President Muhammadu Buhari yesterday took his consultations on the crisis-ridden Budget 2016 to former National Assembly leaders.
The meeting with former Senate President Ken Nnamani and one-time Speaker of the House of Representatives and Katsina State Governor Aminu Bello Masari at the Presidential Villa was to enable the President decide how to resolve the budget impasse, it was learnt.
President Buhari declined to sign the budget after identifying various insertions by the lawmakers as well as the exclusion of some “legacy” projects, especially the Calabar-Lagos rail project.
But a statement on Sunday by the Chairmen of the Appropriation Committees of the Senate and House of Representatives, Senator Danjuma Goje and Alhaji Abdulmumin Jubrin, urged the lawmakers to end the crisis by reflecting the presidential additions this week.
A meeting between the President and the lawmakers is expected to hold this week.
Nnamani, the senate president who killed the third term bid of former President Olusegun Obasanjo, said what he suggested to President Buhari “stands to reason”. He described it as a good way out of the budget impasse.
He said he believed that what he suggested was being studied.
He said: “ Budget is an area where we practise what we call co-management between the National Assembly and the executive branch of government; both of them co-manage the economy through the budget. It’s a peculiar area; both of them will have to cooperate and collaborate for a proper budget to be passed and once it is passed, it becomes law.
“So, as it stands today, the situation is such that the National Assembly has to do what is called introspection. How did we get to where we are now? The year is running out and we are still talking about 2016 budget; where is the fault from?
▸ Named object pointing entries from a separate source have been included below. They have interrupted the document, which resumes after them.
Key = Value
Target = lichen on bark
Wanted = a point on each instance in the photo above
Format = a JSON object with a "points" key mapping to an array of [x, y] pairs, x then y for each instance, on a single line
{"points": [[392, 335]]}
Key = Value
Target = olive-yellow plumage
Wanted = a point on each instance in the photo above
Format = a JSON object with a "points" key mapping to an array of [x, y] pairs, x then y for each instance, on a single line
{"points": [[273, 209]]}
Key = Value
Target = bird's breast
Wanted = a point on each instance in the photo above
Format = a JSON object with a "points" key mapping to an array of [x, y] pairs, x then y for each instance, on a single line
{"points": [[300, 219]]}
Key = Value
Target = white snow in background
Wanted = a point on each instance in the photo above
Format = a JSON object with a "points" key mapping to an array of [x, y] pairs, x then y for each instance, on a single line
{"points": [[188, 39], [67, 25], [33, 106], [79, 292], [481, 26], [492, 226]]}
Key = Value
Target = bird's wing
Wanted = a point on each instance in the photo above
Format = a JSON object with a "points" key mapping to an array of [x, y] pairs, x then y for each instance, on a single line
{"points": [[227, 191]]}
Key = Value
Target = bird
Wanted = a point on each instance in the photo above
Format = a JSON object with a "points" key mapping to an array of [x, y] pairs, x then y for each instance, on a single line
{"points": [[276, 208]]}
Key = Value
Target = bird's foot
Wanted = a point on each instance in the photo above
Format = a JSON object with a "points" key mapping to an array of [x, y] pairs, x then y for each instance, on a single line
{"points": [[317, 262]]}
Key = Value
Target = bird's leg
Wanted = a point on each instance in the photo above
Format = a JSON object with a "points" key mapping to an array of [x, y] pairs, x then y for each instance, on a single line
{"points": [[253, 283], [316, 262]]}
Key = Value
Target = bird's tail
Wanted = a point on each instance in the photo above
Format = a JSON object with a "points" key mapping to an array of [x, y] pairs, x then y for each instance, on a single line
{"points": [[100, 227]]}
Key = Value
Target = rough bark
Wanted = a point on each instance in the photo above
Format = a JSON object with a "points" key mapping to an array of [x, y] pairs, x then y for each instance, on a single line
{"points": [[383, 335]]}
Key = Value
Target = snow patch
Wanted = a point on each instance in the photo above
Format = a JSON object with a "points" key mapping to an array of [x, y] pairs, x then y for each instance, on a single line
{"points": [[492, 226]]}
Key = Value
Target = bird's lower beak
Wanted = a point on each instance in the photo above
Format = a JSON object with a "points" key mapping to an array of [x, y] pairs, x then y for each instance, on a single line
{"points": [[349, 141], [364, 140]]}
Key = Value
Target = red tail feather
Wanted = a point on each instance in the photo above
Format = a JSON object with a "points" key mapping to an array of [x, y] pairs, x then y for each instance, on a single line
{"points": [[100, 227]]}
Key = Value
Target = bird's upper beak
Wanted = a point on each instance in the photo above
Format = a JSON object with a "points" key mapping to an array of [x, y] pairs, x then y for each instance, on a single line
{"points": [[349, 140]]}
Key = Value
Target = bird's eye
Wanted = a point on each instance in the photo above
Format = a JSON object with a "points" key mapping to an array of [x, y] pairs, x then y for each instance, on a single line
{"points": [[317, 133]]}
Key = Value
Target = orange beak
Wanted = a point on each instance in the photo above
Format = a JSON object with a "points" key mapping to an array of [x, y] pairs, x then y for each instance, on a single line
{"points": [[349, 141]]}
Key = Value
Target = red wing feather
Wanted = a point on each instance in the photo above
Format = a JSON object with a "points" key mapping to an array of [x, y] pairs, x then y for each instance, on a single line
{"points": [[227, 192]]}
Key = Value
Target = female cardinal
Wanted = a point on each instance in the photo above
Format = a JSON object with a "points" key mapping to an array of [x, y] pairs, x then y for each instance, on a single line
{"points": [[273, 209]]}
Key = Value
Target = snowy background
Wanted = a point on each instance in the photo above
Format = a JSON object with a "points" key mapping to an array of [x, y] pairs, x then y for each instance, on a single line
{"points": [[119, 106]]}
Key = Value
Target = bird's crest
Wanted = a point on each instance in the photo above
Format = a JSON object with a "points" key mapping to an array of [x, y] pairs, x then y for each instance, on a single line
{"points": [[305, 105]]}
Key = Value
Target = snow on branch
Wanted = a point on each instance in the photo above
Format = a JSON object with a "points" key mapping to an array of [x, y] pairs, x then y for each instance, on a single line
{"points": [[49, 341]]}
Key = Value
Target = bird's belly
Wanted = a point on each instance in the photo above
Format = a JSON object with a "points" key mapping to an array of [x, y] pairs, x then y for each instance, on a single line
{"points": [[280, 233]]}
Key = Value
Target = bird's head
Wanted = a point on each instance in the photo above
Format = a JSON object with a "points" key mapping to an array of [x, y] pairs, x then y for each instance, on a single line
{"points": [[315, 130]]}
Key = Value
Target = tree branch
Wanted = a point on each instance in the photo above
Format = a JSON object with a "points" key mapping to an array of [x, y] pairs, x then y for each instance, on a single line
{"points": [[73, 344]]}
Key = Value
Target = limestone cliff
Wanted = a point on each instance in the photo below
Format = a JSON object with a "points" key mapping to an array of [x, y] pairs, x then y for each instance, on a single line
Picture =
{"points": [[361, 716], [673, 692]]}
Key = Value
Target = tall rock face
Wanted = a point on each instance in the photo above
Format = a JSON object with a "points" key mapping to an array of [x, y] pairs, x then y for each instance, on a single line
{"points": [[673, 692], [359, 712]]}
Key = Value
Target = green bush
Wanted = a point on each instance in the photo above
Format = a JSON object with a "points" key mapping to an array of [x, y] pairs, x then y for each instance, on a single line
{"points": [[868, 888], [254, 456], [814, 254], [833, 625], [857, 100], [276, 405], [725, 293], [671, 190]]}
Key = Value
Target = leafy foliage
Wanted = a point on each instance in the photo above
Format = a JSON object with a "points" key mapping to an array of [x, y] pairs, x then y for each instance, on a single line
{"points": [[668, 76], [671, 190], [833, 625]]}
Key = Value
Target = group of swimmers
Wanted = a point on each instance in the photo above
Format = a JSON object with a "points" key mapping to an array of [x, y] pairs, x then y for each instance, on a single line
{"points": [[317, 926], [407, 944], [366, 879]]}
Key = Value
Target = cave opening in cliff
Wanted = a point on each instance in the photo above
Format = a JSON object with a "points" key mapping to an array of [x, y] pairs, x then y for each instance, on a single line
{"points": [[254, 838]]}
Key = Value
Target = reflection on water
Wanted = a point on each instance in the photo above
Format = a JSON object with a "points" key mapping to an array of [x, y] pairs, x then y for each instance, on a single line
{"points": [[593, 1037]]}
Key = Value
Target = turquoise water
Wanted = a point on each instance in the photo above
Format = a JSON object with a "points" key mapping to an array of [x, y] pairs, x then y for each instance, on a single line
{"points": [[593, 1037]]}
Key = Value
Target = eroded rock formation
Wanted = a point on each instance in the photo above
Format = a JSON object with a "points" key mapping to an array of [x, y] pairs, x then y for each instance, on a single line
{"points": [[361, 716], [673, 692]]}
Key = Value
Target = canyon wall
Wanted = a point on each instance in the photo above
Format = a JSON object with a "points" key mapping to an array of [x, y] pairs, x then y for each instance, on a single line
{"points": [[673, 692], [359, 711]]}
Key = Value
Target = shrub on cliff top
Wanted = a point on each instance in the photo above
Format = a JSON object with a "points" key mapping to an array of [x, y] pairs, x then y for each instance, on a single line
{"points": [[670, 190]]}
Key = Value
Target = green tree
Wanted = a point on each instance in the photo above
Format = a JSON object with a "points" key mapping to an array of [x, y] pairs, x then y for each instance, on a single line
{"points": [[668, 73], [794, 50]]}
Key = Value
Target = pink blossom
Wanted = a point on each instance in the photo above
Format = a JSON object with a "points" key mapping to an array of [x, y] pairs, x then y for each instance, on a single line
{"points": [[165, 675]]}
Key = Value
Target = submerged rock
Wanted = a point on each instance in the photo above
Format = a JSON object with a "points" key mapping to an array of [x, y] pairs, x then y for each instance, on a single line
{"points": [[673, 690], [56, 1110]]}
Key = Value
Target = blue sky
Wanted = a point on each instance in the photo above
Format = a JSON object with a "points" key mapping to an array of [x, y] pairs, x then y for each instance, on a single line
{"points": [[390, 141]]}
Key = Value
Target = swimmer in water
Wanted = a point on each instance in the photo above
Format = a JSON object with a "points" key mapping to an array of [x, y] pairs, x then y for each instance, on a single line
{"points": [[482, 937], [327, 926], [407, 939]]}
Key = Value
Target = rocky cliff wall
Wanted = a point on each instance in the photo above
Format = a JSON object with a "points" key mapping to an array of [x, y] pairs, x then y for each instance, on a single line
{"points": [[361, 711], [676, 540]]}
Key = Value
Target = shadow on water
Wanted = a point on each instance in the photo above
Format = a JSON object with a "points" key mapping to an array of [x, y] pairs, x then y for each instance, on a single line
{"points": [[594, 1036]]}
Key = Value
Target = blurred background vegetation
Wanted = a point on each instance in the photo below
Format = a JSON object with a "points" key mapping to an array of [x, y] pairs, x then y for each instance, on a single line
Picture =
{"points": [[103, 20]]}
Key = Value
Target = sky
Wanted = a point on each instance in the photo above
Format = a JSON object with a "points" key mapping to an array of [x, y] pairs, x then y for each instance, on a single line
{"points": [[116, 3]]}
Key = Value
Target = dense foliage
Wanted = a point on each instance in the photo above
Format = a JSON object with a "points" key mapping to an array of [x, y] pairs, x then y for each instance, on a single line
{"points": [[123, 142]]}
“Wherever it is coming from, both the executive and the legislature must find a quick solution to it. It does nobody good to drag it any longer. Remember it is an area of co-management; it is not left to the executive alone, it is not left to the National Assembly alone, there has to be collaboration.
“I think it stands to reason, what I suggested is being studied, I think it is appropriate.”
He denied that he had defected to the All Progressives Congress (APC) after resigning from the Peoples Democratic Party (PDP). “I will not join a party in secret. When it is time I am joining any party, I will make it public. Today I am bipartisan,” he said.
Governor Masari said the President was right to have withheld his assent.
“You know I am now an executive and I signed budget for Kastina State and before I did that I made sure I knew what I was signing. So take it as I said.”
On what should be the focus of this administration, he said the way to go is to go back to the basics, which are agriculture and natural resources.
He said: “I said it before and I am saying it again, there was a time Katsina State was entirely dependent on its natural resources. Those resources are still there and I believe that we are sensitising the general public and the world to know that there are lots of opportunities in Katsina and in Kastina, with proper investment, we believe we can make it; we believe we can survive on the natural resources and agriculture and other resources that abound in Nigeria.
“So that is why we have tagged this “Economic and Development Summit” but also we are refocusing to encourage our own local investors, those who have N100,000 to invest can make more money than leaving the money in the bank.
“Essentially, our focus will be on agriculture and agriculture of selected crops and we are focusing on the natural ginger,
“We are focusing on the area of irrigated agriculture in the area of rice, cotton and other crops. We also have gold and diamond in Katsina but what we can lay our hands now is in the area of agriculture.”